Design and management of secure applications

With respect to the design and management of secure cloud applications, the following good practices are also suggested:

  • standard security countermeasures must be designed or integrated to protect against the most common web vulnerabilities
  • Customers are responsible for updating their applications in the cloud and must therefore put in place an appropriate strategy to ensure their protection against malware and vulnerabilities.
  • Customers should not use custom authentication and authorization implementations because they may not be properly implemented.

It should be noted that while some of the risks may be transferred to the cloud service provider as a result of a security incident resulting in unauthorized disclosure of data, the loss of consumer confidence and potential penalties would be primarily felt by the end customer. Therefore, any risk badessment should be decided according to the appetite for the risk of the organization and the financial savings that can be achieved through an adequate risk mitigation policy.

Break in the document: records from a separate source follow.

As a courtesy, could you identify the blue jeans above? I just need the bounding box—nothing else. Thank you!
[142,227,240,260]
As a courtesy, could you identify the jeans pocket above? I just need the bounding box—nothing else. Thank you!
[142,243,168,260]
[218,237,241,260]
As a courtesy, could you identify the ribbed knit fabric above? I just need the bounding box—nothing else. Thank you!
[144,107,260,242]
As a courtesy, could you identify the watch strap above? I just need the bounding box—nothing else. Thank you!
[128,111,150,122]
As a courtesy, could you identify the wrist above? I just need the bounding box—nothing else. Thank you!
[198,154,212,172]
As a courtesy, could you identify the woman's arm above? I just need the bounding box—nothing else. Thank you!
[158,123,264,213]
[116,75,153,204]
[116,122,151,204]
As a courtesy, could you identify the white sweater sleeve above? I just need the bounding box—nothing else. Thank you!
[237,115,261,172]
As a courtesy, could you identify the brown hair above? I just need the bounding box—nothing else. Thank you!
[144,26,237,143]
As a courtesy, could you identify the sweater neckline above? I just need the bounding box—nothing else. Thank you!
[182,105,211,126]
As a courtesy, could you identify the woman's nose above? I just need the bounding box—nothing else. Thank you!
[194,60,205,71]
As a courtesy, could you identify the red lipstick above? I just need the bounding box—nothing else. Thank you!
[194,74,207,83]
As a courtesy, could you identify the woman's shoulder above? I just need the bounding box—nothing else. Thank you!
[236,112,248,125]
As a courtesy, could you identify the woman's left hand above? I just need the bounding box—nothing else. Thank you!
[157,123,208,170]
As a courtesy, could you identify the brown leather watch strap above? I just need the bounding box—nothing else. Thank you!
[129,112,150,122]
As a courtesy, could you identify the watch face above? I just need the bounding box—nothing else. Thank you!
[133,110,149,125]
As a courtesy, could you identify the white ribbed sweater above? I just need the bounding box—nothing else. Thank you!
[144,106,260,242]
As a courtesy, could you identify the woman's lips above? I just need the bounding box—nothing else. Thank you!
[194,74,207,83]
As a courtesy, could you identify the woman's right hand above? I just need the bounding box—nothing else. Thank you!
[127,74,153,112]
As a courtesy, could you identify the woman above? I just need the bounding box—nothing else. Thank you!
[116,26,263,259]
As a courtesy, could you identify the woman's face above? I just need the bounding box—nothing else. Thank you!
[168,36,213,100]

In terms of operational security, Enisa suggests to the vendor the following recommendations to ensure that the appropriate controls are used to mitigate the risk of unauthorized disclosure of data:

  • define the host and network controls used to protect systems hosting applications and information for the end customer
  • specify the controls used to protect against malicious code
  • Implement secure configurations to allow only authorized code execution and allowed functionality
  • ensure the use of appropriate policies and procedures for backup. This should include procedures for managing removable media and methods for safely destroying unnecessary media.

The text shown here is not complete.